18. History of allergy to study drug components or of severe hypersensitivity reactions to any monoclonal antibodies.

19. Mental impairment that may compromise the ability to give informed consent and comply with the requirements of the study.

20. Participant is at an increased bleeding risk due to concurrent conditions (e.g., major injuries or major surgery within the past 28 days prior to start of study treatment).

21. Participant has received a live vaccine within 28 days of planned start of study therapy. Coronavirus Disease 19 (COVID19) vaccines that do not contain live viruses are allowed.

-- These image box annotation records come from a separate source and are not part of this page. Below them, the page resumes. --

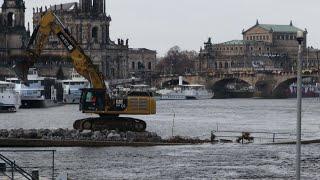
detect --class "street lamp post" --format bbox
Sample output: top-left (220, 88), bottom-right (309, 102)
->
top-left (296, 31), bottom-right (304, 180)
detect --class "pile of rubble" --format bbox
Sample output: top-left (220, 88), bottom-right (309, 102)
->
top-left (0, 129), bottom-right (162, 142)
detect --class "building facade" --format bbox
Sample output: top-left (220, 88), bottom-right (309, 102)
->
top-left (33, 0), bottom-right (156, 79)
top-left (0, 0), bottom-right (30, 58)
top-left (198, 21), bottom-right (318, 72)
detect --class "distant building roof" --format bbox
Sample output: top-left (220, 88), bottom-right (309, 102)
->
top-left (257, 24), bottom-right (303, 33)
top-left (221, 40), bottom-right (247, 45)
top-left (49, 2), bottom-right (78, 11)
top-left (219, 40), bottom-right (257, 45)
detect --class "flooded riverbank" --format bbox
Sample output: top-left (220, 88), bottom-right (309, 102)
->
top-left (0, 99), bottom-right (320, 180)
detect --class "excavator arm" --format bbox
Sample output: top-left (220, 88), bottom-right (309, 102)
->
top-left (14, 11), bottom-right (106, 89)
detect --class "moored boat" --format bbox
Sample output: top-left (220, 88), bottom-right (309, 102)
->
top-left (0, 81), bottom-right (21, 112)
top-left (61, 70), bottom-right (89, 104)
top-left (6, 68), bottom-right (63, 108)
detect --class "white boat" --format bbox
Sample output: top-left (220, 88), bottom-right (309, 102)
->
top-left (156, 77), bottom-right (213, 100)
top-left (61, 70), bottom-right (89, 104)
top-left (157, 84), bottom-right (213, 100)
top-left (0, 81), bottom-right (21, 112)
top-left (6, 68), bottom-right (63, 108)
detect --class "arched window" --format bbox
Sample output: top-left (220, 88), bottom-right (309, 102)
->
top-left (148, 62), bottom-right (151, 70)
top-left (7, 12), bottom-right (15, 27)
top-left (131, 62), bottom-right (136, 69)
top-left (92, 26), bottom-right (98, 41)
top-left (138, 62), bottom-right (144, 70)
top-left (224, 62), bottom-right (229, 69)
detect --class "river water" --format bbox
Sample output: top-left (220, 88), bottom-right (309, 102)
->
top-left (0, 98), bottom-right (320, 180)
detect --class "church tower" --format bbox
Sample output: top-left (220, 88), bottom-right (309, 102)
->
top-left (93, 0), bottom-right (106, 14)
top-left (80, 0), bottom-right (92, 13)
top-left (80, 0), bottom-right (106, 14)
top-left (2, 0), bottom-right (26, 29)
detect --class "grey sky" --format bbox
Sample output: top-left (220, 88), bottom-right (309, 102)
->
top-left (0, 0), bottom-right (320, 55)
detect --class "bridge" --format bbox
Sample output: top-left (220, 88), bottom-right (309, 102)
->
top-left (154, 70), bottom-right (320, 97)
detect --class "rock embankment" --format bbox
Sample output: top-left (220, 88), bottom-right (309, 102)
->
top-left (0, 129), bottom-right (162, 142)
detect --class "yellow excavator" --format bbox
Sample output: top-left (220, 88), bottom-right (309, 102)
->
top-left (13, 11), bottom-right (156, 132)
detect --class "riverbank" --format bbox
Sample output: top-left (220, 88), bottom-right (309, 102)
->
top-left (0, 129), bottom-right (210, 147)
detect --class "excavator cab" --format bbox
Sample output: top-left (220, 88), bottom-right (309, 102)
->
top-left (79, 88), bottom-right (106, 112)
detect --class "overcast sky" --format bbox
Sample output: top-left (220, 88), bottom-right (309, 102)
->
top-left (0, 0), bottom-right (320, 55)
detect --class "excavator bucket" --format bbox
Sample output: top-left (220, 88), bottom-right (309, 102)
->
top-left (12, 61), bottom-right (29, 86)
top-left (12, 50), bottom-right (36, 86)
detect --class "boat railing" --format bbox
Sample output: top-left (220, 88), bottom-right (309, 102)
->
top-left (0, 150), bottom-right (56, 180)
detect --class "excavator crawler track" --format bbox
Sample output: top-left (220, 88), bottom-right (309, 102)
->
top-left (73, 116), bottom-right (147, 132)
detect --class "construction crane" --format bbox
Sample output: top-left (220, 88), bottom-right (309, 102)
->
top-left (13, 11), bottom-right (156, 132)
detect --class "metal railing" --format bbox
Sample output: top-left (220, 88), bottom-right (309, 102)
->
top-left (211, 130), bottom-right (295, 143)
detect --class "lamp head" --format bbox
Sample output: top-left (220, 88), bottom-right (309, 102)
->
top-left (297, 31), bottom-right (304, 44)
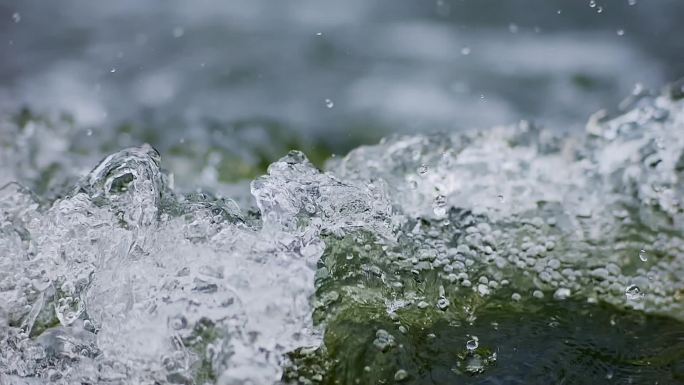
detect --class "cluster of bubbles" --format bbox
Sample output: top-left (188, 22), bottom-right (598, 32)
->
top-left (0, 80), bottom-right (684, 385)
top-left (329, 82), bottom-right (684, 319)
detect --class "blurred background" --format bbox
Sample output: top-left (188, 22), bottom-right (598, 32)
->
top-left (0, 0), bottom-right (684, 183)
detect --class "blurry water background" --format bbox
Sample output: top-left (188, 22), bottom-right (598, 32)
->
top-left (0, 0), bottom-right (684, 180)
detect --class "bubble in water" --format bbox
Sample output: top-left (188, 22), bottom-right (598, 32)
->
top-left (625, 285), bottom-right (644, 301)
top-left (373, 329), bottom-right (394, 351)
top-left (432, 194), bottom-right (446, 217)
top-left (466, 336), bottom-right (480, 352)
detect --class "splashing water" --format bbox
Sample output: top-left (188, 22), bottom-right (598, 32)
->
top-left (0, 80), bottom-right (684, 384)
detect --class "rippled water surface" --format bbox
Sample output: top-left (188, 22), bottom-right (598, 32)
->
top-left (0, 0), bottom-right (684, 385)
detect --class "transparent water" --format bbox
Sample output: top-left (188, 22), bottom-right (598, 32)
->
top-left (0, 79), bottom-right (684, 384)
top-left (0, 0), bottom-right (684, 385)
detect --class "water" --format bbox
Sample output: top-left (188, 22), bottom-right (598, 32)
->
top-left (0, 79), bottom-right (684, 384)
top-left (0, 0), bottom-right (684, 385)
top-left (0, 0), bottom-right (684, 177)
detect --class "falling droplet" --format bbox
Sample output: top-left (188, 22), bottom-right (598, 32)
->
top-left (432, 194), bottom-right (446, 217)
top-left (394, 369), bottom-right (408, 381)
top-left (625, 285), bottom-right (644, 301)
top-left (466, 336), bottom-right (480, 352)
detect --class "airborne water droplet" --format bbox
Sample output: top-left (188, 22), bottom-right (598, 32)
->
top-left (432, 194), bottom-right (446, 217)
top-left (639, 249), bottom-right (648, 262)
top-left (466, 336), bottom-right (480, 352)
top-left (625, 285), bottom-right (644, 301)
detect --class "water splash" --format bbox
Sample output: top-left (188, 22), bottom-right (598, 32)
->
top-left (0, 82), bottom-right (684, 384)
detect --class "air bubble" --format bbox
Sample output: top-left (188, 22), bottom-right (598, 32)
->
top-left (466, 336), bottom-right (480, 352)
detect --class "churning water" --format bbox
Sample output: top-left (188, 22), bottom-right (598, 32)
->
top-left (0, 79), bottom-right (684, 384)
top-left (0, 0), bottom-right (684, 385)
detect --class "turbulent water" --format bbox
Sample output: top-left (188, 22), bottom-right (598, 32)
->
top-left (0, 82), bottom-right (684, 385)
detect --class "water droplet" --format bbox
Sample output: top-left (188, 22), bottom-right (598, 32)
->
top-left (553, 287), bottom-right (571, 301)
top-left (373, 329), bottom-right (394, 351)
top-left (625, 285), bottom-right (644, 301)
top-left (466, 336), bottom-right (480, 352)
top-left (394, 369), bottom-right (408, 381)
top-left (409, 180), bottom-right (418, 190)
top-left (432, 194), bottom-right (446, 217)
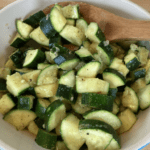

22. Participants have received a transfusion (platelets or red blood cells), colony-stimulating factors (e.g., granulocyte macrophage colony-stimulating factor or recombinant erythropoietin) within 4 weeks prior to the first dose of study treatment.

23. Participants must not have had radiotherapy encompassing > 20% of the bone marrow within 2 weeks; or any radiation therapy within 1 week prior to Day 1 of protocol therapy.

24. Women who are breast-feeding or pregnant as evidenced by positive serum pregnancy test (minimum sensitivity 25 IU/L or equivalent units of HCG).

25. Women of childbearing potential not using a medically acceptable means of contraception for the duration of the study and unsterilized males not willing to abide by requirements for contraception.